9. Optimize, then customize.
After we actually make and release something, and have real user data to drive the next round of iteration and innovation, we need a way to prioritize that iteration. When both optimizations (e.g. technical solutions to serve up smaller file sizes or more appropriate ad sizes) and customizations (e.g. ideas about changes or enhancements to hierarchy, content or features) are being considered, optimizations should almost always be prioritized over customizations. Great experiences come from the ease and speed with which users can access, interact with, and contribute to content, and that ease and speed are very important. Mobile users continue to defy our assumptions about what they want to do on mobile devices, but they almost always want to do it faster and with greater ease.
10. Create and maintain a visual language (NOT a myriad of distinct designs).

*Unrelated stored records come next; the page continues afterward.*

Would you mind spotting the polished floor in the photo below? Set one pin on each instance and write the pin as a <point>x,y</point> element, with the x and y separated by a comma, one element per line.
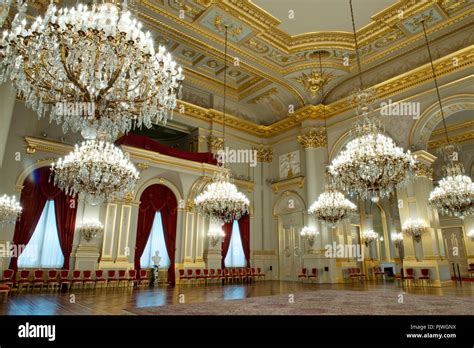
<point>116,301</point>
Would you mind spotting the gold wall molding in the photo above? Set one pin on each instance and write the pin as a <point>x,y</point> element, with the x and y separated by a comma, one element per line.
<point>316,137</point>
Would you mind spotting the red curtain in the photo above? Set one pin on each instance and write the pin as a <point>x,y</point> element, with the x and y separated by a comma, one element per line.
<point>244,227</point>
<point>37,189</point>
<point>157,198</point>
<point>227,228</point>
<point>146,143</point>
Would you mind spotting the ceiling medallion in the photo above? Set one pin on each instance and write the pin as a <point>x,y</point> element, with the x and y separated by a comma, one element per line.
<point>98,56</point>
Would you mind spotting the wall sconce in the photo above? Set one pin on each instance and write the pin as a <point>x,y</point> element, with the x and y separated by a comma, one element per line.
<point>309,233</point>
<point>90,229</point>
<point>414,228</point>
<point>369,237</point>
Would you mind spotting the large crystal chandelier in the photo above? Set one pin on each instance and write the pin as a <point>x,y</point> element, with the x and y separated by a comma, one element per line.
<point>221,200</point>
<point>97,56</point>
<point>96,171</point>
<point>454,195</point>
<point>371,165</point>
<point>331,206</point>
<point>10,209</point>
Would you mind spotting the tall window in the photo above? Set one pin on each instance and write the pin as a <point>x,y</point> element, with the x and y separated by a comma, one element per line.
<point>235,256</point>
<point>43,250</point>
<point>156,242</point>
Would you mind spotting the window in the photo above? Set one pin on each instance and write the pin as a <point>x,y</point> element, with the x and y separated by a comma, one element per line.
<point>235,256</point>
<point>43,250</point>
<point>156,242</point>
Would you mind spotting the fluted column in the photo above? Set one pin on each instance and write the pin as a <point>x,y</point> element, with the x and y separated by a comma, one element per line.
<point>413,203</point>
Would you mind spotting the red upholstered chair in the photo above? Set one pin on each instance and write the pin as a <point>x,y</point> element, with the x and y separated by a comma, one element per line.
<point>64,278</point>
<point>425,276</point>
<point>303,275</point>
<point>111,278</point>
<point>144,279</point>
<point>410,275</point>
<point>38,279</point>
<point>52,280</point>
<point>132,277</point>
<point>314,274</point>
<point>24,280</point>
<point>7,278</point>
<point>123,279</point>
<point>87,278</point>
<point>76,279</point>
<point>99,278</point>
<point>4,290</point>
<point>261,274</point>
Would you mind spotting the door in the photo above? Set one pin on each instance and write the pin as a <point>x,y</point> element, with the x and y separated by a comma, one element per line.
<point>455,250</point>
<point>291,252</point>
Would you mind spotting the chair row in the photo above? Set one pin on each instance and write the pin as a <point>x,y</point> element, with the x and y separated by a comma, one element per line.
<point>58,279</point>
<point>311,276</point>
<point>226,275</point>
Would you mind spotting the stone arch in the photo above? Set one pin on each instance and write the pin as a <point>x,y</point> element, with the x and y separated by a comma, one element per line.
<point>423,127</point>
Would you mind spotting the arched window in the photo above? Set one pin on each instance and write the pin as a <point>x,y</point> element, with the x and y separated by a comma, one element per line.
<point>156,242</point>
<point>43,250</point>
<point>235,256</point>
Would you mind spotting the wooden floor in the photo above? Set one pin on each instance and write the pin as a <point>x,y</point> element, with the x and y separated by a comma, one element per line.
<point>115,301</point>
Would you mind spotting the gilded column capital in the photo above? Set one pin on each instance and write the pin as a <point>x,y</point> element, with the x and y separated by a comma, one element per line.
<point>264,154</point>
<point>215,143</point>
<point>316,137</point>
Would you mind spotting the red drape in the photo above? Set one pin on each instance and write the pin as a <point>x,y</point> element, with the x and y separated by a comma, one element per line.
<point>227,228</point>
<point>157,198</point>
<point>36,191</point>
<point>244,227</point>
<point>146,143</point>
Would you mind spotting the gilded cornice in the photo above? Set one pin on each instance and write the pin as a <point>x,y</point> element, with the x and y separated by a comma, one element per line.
<point>316,137</point>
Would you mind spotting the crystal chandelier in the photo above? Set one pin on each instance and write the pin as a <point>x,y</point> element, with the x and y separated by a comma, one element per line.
<point>414,228</point>
<point>221,199</point>
<point>331,206</point>
<point>215,232</point>
<point>369,236</point>
<point>309,233</point>
<point>454,195</point>
<point>371,165</point>
<point>10,209</point>
<point>97,170</point>
<point>97,56</point>
<point>90,229</point>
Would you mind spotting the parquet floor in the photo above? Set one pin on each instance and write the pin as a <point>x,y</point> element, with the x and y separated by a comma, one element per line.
<point>115,301</point>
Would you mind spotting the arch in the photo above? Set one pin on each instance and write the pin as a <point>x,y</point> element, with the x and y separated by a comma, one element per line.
<point>421,130</point>
<point>160,181</point>
<point>281,207</point>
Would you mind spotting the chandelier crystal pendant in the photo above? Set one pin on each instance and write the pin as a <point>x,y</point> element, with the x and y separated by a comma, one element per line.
<point>454,195</point>
<point>90,66</point>
<point>414,228</point>
<point>10,210</point>
<point>96,170</point>
<point>371,165</point>
<point>221,200</point>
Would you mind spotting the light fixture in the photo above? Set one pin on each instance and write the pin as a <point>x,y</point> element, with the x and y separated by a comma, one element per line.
<point>369,236</point>
<point>414,228</point>
<point>454,195</point>
<point>309,233</point>
<point>371,165</point>
<point>215,232</point>
<point>10,210</point>
<point>221,199</point>
<point>96,170</point>
<point>98,56</point>
<point>90,229</point>
<point>331,206</point>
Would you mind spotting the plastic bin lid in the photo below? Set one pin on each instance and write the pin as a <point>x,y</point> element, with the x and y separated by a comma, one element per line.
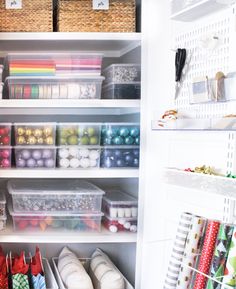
<point>51,214</point>
<point>45,187</point>
<point>122,219</point>
<point>117,197</point>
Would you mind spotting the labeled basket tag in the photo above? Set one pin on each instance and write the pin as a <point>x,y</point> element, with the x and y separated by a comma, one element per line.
<point>100,4</point>
<point>13,4</point>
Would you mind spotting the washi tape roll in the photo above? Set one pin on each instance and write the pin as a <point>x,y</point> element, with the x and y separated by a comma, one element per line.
<point>178,251</point>
<point>220,255</point>
<point>191,252</point>
<point>206,254</point>
<point>230,270</point>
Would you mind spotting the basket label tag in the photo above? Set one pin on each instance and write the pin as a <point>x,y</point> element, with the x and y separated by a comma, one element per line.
<point>100,4</point>
<point>13,4</point>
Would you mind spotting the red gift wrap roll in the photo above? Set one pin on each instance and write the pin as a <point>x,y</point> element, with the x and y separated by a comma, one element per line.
<point>206,254</point>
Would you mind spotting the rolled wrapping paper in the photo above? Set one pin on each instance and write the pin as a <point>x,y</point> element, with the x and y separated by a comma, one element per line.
<point>178,251</point>
<point>72,271</point>
<point>206,254</point>
<point>230,269</point>
<point>190,253</point>
<point>220,255</point>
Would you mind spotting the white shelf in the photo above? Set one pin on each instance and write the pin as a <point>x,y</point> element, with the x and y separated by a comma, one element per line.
<point>69,174</point>
<point>208,183</point>
<point>111,44</point>
<point>57,106</point>
<point>200,9</point>
<point>9,236</point>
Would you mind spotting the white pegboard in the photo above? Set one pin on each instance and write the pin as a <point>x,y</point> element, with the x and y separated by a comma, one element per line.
<point>204,61</point>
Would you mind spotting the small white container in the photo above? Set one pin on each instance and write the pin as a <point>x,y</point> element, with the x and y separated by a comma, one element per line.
<point>78,157</point>
<point>29,157</point>
<point>122,73</point>
<point>50,196</point>
<point>83,87</point>
<point>117,204</point>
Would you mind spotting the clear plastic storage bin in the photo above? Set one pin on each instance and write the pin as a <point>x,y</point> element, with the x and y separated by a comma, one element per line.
<point>35,157</point>
<point>54,64</point>
<point>68,196</point>
<point>5,134</point>
<point>118,204</point>
<point>122,73</point>
<point>122,91</point>
<point>115,225</point>
<point>119,157</point>
<point>55,87</point>
<point>56,222</point>
<point>120,134</point>
<point>35,134</point>
<point>74,157</point>
<point>2,204</point>
<point>82,134</point>
<point>5,157</point>
<point>1,72</point>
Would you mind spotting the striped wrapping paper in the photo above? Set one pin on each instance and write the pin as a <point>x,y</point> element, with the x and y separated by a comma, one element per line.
<point>178,251</point>
<point>206,254</point>
<point>190,252</point>
<point>230,270</point>
<point>220,256</point>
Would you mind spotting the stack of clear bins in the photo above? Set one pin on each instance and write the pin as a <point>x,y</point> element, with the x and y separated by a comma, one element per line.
<point>55,205</point>
<point>120,143</point>
<point>35,145</point>
<point>121,211</point>
<point>122,81</point>
<point>54,76</point>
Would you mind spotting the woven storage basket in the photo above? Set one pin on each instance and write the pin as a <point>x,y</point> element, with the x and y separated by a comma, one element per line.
<point>79,16</point>
<point>35,16</point>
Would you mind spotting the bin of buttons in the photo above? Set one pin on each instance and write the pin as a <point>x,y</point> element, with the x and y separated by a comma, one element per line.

Design teams need to produce a flexible visual language that can provide stylistic guidance across a myriad of screen sizes. There are some formal processes and design tools that can help you do this (e.g. element collages, style tiles, web style guides), but the core principle is to establish a visual language that can allow for quick design decisions across all breakpoints. This approach reinforces the "release early and often" principle above. Having a style guide and other tools to guide visual decisions, rather than a collection of concrete designs tied to specific device widths and scenarios, means that new experimental designs don't have to chart their own course. A design process that takes a tailored approach, providing a myriad of custom static comps can dramatically limit your ability to quickly respond and innovate.